I currently use @npmcli/arborist
to achieve this, this is v straightforward:
import fs from "node:fs"
import path from "node:path"
import util from "node:util"
import Arborist from "@npmcli/arborist"
async function predeploy(packagePath) {
const arb = new Arborist({
path: packagePath,
})
const { meta } = await arb.buildIdealTree()
meta?.commit()
const packageLockFile = path.join(packagePath, "package-lock.json")
await fs.promises.writeFile(packageLockFile, String(meta))
}
I currently use
@npmcli/arborist
to achieve this, this is v straightforward:import fs from "node:fs" import path from "node:path" import util from "node:util" import Arborist from "@npmcli/arborist" async function predeploy(packagePath) { const arb = new Arborist({ path: packagePath, }) const { meta } = await arb.buildIdealTree() meta?.commit() const packageLockFile = path.join(packagePath, "package-lock.json") await fs.promises.writeFile(packageLockFile, String(meta)) }
Copying the lock file did not work for us because of conflicts, but this works well, so thanks for posting it. Would be good to have a supported solution for this. I tried yarn and pnpm but generating the lock file is the lowest touch compared with customising Dockerfiles and running extra commands from the root in build containers etc.
I have created isolate-package as a way to isolate a package from a monorepo. During the process, it generates an isolated lockfile depending on the package manager. For NPM it uses Arborist. PNPM and Yarn v1 lockfiles are also supported. I will soon make a fallback for modern Yarn versions, by generating an NPM lockfile.
To make it work I had to move the node_modules folder to and from the isolate output, but luckily running Arborist is fast enough that it feels instant, so I don't expect it to cause issues with IDEs and such. But it would be great if it would be possible to pass Arborist the location of the node_modules folder from the root of the monorepo, so the move workaround is no longer necessary.
I created it for deployments to Firebase but the solution is generic.

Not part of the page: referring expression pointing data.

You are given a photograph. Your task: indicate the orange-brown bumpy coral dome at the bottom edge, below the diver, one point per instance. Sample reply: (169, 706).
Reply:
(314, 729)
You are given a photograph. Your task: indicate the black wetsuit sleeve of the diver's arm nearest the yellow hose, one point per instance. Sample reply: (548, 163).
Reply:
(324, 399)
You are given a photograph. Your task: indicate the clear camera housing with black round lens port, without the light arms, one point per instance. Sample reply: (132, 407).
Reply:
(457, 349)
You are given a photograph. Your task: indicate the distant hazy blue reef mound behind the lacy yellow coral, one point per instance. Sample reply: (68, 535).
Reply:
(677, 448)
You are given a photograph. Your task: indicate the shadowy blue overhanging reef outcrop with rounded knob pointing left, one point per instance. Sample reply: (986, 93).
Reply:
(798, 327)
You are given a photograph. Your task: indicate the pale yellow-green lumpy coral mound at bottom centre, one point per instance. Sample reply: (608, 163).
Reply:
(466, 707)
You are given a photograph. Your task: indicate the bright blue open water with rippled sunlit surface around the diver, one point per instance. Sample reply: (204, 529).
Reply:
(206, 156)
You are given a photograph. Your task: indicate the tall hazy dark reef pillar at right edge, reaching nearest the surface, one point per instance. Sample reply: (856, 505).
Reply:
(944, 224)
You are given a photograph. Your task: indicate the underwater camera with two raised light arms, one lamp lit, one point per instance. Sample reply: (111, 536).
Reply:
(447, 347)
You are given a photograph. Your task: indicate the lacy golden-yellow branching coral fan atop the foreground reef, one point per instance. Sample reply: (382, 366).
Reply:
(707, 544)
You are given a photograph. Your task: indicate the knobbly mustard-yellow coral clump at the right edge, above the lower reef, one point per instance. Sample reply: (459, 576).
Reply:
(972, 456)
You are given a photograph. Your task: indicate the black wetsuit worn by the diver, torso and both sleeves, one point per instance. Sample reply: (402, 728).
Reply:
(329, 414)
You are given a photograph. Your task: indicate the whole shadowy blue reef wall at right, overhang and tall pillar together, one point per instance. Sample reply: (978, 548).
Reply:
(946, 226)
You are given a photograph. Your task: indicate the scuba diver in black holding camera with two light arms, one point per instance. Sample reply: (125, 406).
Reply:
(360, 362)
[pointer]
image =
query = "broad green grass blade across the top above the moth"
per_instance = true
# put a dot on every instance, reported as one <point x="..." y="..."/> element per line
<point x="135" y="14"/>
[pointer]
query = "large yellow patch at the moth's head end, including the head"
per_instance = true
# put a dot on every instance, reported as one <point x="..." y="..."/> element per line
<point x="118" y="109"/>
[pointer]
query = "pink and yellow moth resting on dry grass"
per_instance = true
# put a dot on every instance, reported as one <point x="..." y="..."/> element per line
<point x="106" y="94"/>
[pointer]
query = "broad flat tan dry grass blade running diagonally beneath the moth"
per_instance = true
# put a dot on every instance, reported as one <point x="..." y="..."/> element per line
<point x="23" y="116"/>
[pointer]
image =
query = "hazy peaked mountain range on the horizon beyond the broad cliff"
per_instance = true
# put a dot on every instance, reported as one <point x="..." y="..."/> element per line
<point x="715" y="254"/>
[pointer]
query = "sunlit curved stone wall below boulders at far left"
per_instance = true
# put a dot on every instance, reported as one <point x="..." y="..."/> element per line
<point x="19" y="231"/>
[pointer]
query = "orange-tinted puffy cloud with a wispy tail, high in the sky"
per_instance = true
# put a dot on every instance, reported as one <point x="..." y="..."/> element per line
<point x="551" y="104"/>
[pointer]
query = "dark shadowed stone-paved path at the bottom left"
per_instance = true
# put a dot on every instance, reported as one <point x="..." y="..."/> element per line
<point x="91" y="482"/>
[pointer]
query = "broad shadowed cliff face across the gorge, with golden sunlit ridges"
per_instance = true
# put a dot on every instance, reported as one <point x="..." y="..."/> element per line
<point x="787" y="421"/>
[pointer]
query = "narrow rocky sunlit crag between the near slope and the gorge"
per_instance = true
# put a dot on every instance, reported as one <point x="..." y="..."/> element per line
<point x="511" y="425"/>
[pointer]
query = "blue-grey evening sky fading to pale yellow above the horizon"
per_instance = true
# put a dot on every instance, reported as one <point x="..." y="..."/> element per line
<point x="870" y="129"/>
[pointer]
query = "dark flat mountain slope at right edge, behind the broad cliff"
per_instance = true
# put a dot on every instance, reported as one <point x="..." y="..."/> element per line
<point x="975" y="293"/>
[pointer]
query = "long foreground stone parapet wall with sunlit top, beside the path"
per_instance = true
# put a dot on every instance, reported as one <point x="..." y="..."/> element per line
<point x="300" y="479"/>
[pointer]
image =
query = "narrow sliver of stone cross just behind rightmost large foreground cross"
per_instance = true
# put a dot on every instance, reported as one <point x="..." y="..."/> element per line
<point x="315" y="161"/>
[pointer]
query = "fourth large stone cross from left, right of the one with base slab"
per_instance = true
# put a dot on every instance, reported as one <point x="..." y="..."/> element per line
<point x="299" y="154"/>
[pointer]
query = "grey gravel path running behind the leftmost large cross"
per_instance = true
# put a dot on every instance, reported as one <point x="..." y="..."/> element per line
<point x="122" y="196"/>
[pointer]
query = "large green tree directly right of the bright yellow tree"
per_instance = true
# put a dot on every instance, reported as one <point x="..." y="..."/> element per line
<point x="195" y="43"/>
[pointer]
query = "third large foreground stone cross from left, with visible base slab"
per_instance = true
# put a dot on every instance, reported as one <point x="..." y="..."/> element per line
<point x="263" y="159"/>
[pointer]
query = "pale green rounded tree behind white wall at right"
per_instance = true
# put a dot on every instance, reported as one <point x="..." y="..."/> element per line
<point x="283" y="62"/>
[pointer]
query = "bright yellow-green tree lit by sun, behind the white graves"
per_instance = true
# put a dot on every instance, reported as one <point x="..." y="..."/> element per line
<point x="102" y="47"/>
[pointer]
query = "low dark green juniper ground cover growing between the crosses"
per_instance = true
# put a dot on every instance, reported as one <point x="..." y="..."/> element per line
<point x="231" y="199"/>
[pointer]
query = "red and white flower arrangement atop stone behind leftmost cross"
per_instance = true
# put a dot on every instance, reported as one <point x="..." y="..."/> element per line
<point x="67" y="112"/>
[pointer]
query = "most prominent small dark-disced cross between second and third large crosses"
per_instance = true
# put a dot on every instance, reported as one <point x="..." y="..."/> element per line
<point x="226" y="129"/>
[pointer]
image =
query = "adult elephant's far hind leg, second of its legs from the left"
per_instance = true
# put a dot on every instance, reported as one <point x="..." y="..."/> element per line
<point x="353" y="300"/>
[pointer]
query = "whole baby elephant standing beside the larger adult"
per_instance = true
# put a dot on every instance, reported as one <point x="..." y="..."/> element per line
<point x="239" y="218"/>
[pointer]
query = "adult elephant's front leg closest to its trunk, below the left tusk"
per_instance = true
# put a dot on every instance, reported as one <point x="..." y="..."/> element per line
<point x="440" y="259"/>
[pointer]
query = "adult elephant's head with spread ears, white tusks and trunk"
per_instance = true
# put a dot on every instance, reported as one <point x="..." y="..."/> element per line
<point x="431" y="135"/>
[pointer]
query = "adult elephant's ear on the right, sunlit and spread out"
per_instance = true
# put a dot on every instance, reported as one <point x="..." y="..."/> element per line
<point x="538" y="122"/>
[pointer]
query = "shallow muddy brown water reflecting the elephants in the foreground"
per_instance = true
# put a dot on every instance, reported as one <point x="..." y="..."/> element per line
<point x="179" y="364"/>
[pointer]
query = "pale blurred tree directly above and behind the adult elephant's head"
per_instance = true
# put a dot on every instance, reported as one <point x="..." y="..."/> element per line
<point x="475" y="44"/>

In case you are interested in the Firebase part, it is showcased in this monorepo boilerplate. The main branch uses PNPM but there's also an NPM branch called use-npm
.
Folks following this might also be interested in Turborepo's implementation
https://turbo.build/repo/docs/reference/command-line-reference/prune https://turbo.build/repo/docs/handbook/deploying-with-docker
Turborepo's implementation seems very promising, and very fast. Last time I checked it appeared fixed to outputting to "out" in the root of the monorepo, which wasn't so practical for me since I isolate multiple packages for deployment within the same monorepo.
Their lockfile pruning implementation is likely more sophisticated. Since I am not happy with my NPM workaround (moving node_modules), I was look at "borrowing" some parts of the code, but haven't been able to figure out how it works yet, and I'm not a Rust programmer :)
Turborepo's implementation seems very promising, and very fast. Last time I checked it appeared fixed to outputting to "out" in the root of the monorepo, which wasn't so practical for me since I isolate multiple packages for deployment within the same monorepo.
Yeah, I would also like to just get package-lock.json
generated into each individual workspace, that's why I got to looking around further and ended up here with y'all likeminded folk.